About Counselling #01 What Conditions Can it Help?

Difficulties in communication and/or sexual relations.
For example:
  • loss of libido and sex in a long term relationship
  • arguing and fighting with your partner more than you can bear
  • ending or beginning a relationship
  • dealing with the crisis of infidelity, and re-envisioning the relationship afterwards
  • negotiating monogamy and fidelity in a couple
  • addictions getting in the way of harmony,for example internet pornography
  • sex not being the way you want it, or painful sex
  • cultural differences and expections around sex and communication
  • history of trauma
  • sexual issues between same sex couples
  • overcoming birth trauma

    About Psychosexual and Relationship Counselling:

    Couples often find it easier to talk about sex and their relationship with a "neutral" third party in the room. Individuals may just want someone to talk to about complex personal issues that have got in the way of easy relating to others.
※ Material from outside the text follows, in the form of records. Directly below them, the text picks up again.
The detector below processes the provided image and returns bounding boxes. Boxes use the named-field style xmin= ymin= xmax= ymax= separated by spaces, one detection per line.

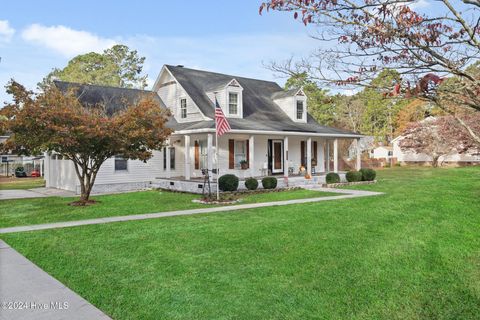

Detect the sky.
xmin=0 ymin=0 xmax=436 ymax=102
xmin=0 ymin=0 xmax=324 ymax=102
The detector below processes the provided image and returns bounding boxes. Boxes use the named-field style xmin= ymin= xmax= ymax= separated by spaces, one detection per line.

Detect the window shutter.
xmin=245 ymin=140 xmax=250 ymax=168
xmin=300 ymin=141 xmax=306 ymax=166
xmin=228 ymin=139 xmax=235 ymax=169
xmin=194 ymin=140 xmax=200 ymax=170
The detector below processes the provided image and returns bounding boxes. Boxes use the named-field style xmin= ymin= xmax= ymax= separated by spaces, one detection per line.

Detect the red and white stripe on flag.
xmin=215 ymin=102 xmax=232 ymax=136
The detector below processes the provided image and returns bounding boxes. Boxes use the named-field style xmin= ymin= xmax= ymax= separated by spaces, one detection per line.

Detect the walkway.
xmin=0 ymin=240 xmax=110 ymax=320
xmin=0 ymin=185 xmax=383 ymax=234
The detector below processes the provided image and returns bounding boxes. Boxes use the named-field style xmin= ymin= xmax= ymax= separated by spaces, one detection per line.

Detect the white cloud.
xmin=0 ymin=20 xmax=15 ymax=42
xmin=408 ymin=0 xmax=430 ymax=10
xmin=22 ymin=24 xmax=117 ymax=57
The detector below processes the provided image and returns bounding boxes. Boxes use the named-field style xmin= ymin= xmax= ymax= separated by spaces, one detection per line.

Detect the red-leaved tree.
xmin=260 ymin=0 xmax=480 ymax=141
xmin=1 ymin=81 xmax=171 ymax=204
xmin=399 ymin=116 xmax=480 ymax=167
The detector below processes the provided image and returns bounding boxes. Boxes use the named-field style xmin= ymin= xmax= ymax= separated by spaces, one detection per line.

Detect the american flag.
xmin=215 ymin=98 xmax=232 ymax=136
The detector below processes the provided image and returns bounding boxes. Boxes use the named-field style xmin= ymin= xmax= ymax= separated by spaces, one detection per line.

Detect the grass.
xmin=0 ymin=178 xmax=45 ymax=190
xmin=0 ymin=189 xmax=335 ymax=228
xmin=2 ymin=168 xmax=480 ymax=319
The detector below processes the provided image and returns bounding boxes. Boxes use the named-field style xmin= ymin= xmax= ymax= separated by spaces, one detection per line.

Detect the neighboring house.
xmin=45 ymin=65 xmax=362 ymax=192
xmin=392 ymin=136 xmax=480 ymax=165
xmin=369 ymin=146 xmax=393 ymax=160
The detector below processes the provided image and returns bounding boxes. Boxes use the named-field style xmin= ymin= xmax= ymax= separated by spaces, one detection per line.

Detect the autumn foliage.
xmin=2 ymin=81 xmax=171 ymax=203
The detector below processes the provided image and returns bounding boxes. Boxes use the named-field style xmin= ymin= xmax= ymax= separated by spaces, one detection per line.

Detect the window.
xmin=163 ymin=147 xmax=175 ymax=170
xmin=235 ymin=140 xmax=247 ymax=167
xmin=115 ymin=156 xmax=127 ymax=171
xmin=297 ymin=100 xmax=304 ymax=120
xmin=228 ymin=92 xmax=238 ymax=115
xmin=199 ymin=140 xmax=208 ymax=169
xmin=170 ymin=147 xmax=175 ymax=170
xmin=180 ymin=98 xmax=187 ymax=119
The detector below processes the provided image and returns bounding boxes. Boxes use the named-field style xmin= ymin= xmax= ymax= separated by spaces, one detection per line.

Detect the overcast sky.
xmin=0 ymin=0 xmax=427 ymax=102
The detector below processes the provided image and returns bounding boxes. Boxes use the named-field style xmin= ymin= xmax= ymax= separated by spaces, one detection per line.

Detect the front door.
xmin=272 ymin=140 xmax=283 ymax=173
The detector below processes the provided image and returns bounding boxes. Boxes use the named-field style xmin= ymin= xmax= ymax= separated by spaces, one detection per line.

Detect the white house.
xmin=45 ymin=65 xmax=362 ymax=192
xmin=369 ymin=146 xmax=393 ymax=160
xmin=392 ymin=136 xmax=480 ymax=165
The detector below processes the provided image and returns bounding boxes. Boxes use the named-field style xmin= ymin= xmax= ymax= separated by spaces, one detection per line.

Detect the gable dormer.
xmin=153 ymin=66 xmax=209 ymax=123
xmin=272 ymin=88 xmax=307 ymax=123
xmin=207 ymin=79 xmax=243 ymax=118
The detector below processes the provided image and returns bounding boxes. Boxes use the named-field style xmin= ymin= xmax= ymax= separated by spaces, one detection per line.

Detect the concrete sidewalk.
xmin=0 ymin=185 xmax=383 ymax=234
xmin=0 ymin=240 xmax=110 ymax=320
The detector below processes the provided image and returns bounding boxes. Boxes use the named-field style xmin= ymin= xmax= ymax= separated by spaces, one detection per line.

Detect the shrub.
xmin=345 ymin=171 xmax=363 ymax=182
xmin=325 ymin=172 xmax=340 ymax=184
xmin=218 ymin=174 xmax=238 ymax=191
xmin=245 ymin=178 xmax=258 ymax=190
xmin=262 ymin=177 xmax=277 ymax=189
xmin=360 ymin=168 xmax=377 ymax=181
    Some sexual problems are physical and could result from disability, illness, difficult birth-giving, or a side effect of medication. You may have already sought medical expertise and tests to establish this aspect, and we will discuss this.

    Some problems are psychological, originating in extreme negative childhood messages or sexual trauma. Some difficulties can stem from current communication and interpersonal problems, for example a serious imbalance of power within a relationship. Evidence is that the majority of difficulties have a combination of physical and psychological elements, and both need attention.

    Unravelling psychological problems that aren't sorting themselves out and are making life less than wonderful is the job of therapy. These problems might be long-term, or something that has emerged recently. Once they are unravelled and explored, it is easier to let go of what you don't need, and bring in what you do.

    What Benefits can be Expected?
    Some examples:

  • developing language that does not include blame, judgement, criticism,
    interpretation, analysis, or labelling
  • improved relationships and communication with significant others
  • more open discussions about sex
  • a change in behaviour and attitude in order to get more enjoyment out of
    life
  • learning how to navigate the transition from partners to parents
  • learning what to ask for in a medical check if it is needed
  • learning where to go for further training, reading matter, and group work
    if wanted
  • knowing how to support children through a bad patch in a marriage
  • knowing how to support children's transition to adolescence
  • working towards collaborative separation if that is what is wanted

    and many more according your unique situation.